Jean-Philippe Échard : Que des œuvres de Musée soient support de création artistique, c’est rare. On fonctionne à l’échelle internationale sous la forme d’un consortium des musées de la musique et on réfléchit à la problématique : comment être gardien dans le but de préserver un objet rarissime et comment tout de même préserver son usage, car il s‘agit d’instruments de musique et non pas d’objets. C’est un paradoxe constant.

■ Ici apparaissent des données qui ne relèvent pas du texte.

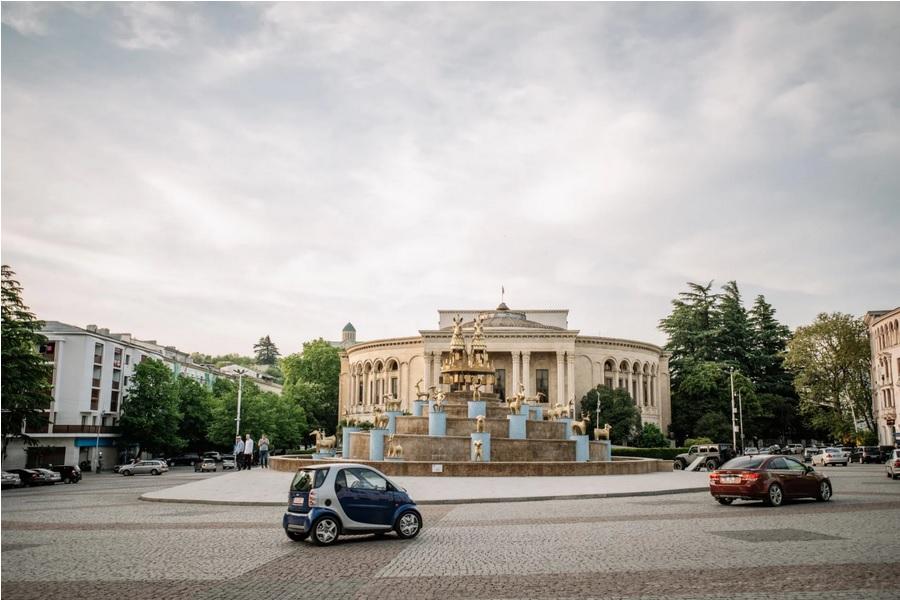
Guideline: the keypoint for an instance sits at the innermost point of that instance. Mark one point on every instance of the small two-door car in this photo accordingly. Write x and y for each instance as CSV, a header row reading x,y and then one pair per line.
x,y
326,501
772,479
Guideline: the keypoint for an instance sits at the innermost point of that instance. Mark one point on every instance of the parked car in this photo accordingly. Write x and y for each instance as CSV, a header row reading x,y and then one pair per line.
x,y
831,456
68,474
11,480
713,455
893,464
207,464
32,477
153,467
184,460
772,479
329,500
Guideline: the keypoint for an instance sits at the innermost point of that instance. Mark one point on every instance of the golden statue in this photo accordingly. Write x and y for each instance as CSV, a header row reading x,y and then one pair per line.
x,y
602,433
395,450
323,442
380,418
478,445
479,424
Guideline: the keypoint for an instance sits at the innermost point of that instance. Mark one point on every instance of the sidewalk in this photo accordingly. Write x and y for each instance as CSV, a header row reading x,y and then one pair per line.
x,y
270,488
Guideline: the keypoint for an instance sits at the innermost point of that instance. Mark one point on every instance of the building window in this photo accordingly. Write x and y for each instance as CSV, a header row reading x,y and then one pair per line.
x,y
542,382
500,384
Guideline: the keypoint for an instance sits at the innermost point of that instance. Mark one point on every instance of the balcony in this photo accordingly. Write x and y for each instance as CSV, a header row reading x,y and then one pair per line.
x,y
94,429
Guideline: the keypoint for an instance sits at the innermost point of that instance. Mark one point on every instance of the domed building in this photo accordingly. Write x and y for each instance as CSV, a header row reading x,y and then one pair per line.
x,y
530,348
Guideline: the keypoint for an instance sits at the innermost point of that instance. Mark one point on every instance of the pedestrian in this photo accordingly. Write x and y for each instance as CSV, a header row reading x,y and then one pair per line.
x,y
239,452
264,451
248,452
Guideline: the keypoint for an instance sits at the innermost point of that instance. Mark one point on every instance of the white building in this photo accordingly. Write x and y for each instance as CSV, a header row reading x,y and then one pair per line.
x,y
91,370
884,341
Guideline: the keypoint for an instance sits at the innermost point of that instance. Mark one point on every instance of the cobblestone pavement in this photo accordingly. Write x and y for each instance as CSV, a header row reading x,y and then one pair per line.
x,y
95,540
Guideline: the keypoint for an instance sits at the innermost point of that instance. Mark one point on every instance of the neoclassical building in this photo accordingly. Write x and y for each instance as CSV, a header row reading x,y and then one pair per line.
x,y
532,348
884,341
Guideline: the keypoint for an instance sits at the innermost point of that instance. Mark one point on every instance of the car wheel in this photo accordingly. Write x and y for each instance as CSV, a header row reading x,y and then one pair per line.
x,y
408,524
325,531
775,495
824,494
296,536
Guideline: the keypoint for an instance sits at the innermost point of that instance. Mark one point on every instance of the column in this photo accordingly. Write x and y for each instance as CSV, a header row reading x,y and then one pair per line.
x,y
436,370
526,373
515,373
561,377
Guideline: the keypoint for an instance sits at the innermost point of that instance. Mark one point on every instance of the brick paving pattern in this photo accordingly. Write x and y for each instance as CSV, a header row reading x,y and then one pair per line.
x,y
95,540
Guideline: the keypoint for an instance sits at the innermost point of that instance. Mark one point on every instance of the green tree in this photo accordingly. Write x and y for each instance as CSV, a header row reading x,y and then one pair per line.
x,y
830,359
149,416
651,437
26,378
266,351
616,408
195,406
311,379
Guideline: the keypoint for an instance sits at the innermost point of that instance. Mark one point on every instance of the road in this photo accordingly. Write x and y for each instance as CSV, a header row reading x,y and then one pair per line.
x,y
96,540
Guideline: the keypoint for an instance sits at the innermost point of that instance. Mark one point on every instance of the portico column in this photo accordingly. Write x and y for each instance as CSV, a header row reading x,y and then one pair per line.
x,y
526,372
427,361
436,371
561,377
515,356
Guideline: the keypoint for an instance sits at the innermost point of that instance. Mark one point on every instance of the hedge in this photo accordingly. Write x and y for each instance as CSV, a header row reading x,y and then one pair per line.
x,y
662,453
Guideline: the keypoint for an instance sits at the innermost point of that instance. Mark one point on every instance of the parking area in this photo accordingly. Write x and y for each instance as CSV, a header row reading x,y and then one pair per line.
x,y
95,539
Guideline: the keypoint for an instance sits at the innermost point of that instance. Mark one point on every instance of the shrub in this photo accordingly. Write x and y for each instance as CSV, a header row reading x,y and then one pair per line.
x,y
661,453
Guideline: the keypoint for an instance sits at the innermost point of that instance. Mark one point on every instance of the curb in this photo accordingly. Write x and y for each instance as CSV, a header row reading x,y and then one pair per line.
x,y
457,501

  1. Nous organisons 10 à 15 concerts par an sur des instruments conservés au Musée.
  2. Avec Harmonia Mundi, nous avons créé la collection de disques Stradivari [c’est dans cette collection qu’est sorti l’album Unis Vers de Mathias Lévy].
  3. Enfin, et c’est le plus iconoclaste, en lien avec le label InFiné, nous avons initié l’enregistrement de tout un corpus d’instruments aux sonorités, aux timbres rares qui ont été remixés. L’album s’intitule In Bach [avec le producteur Arandel].
Mathias Lévy - Alice Leclercq

Mathias Lévy, violon, dit le « Grappelli », Pierre Hel, 1924 (collection Musée de la musique) - Sébastien Giniaux, guitares, violoncelle - Jean-Philippe Viret, contrebasse. Invités : Vincent Ségal, violoncelle - Vincent Peirani, accordéon.

Deux morceaux. Il n’aura fallu que deux morceaux, « Unis Vers » et « Kind of Folk », pour que l’on ravale nos larmes à l’écoute de la sonorité de Mathias Lévy, qui joue en trio avec Sébastien Giniaux au violoncelle et guitare et Jean-Philippe Viret à la contrebasse dans l’acoustique parfaite de l’amphithéâtre de la Cité de la musique. Et pourtant on était arrivée super blindée, après plus d’une heure de marche rapide façon machine de guerre dans un Paris en grève de métros.

Mais la sonorité solaire et les harmoniques si lumineuses de Mathias sur ce violon Pierre Hel, nous cueillent d’émotion immédiatement. Comme des gouttes qu’il accrocherait au ciel pour estomper les ecchymoses qui le pavent. Alors certes, on est personnellement archi-sensible au violon depuis la petite enfance, mais pas à n’importe quelle sonorité, pas celle des violonistes qui jouent comme des saxophonistes. A celle des violonistes, tels que Mathias, qui ont le pouvoir de faire se tenir tranquille, pour un moment, notre part de noirceur, et de nous élever vers la grâce.

Les compositions de jazz de chambre écrites par Mathias - ainsi que « Soleil dans les feuilles d’un arbre » composé par Sébastien Giniaux et « Home de l’être » composé par Jean-Philippe Viret - forment un répertoire immensément poétique.

Le jeu du trio rejoint par Vincent Ségal sur scène va encore plus loin bien sûr que dans l’enregistrement. Sur « Ginti Tihai » en particulier, le quatuor de cordes offre une conclusion tout en pizzicati sur lesquels ils marient leurs vibratos. Le solo de Vincent Peirani ajoute encore à l’émotion du morceau peut-être le plus poignant, « Sur le fil ».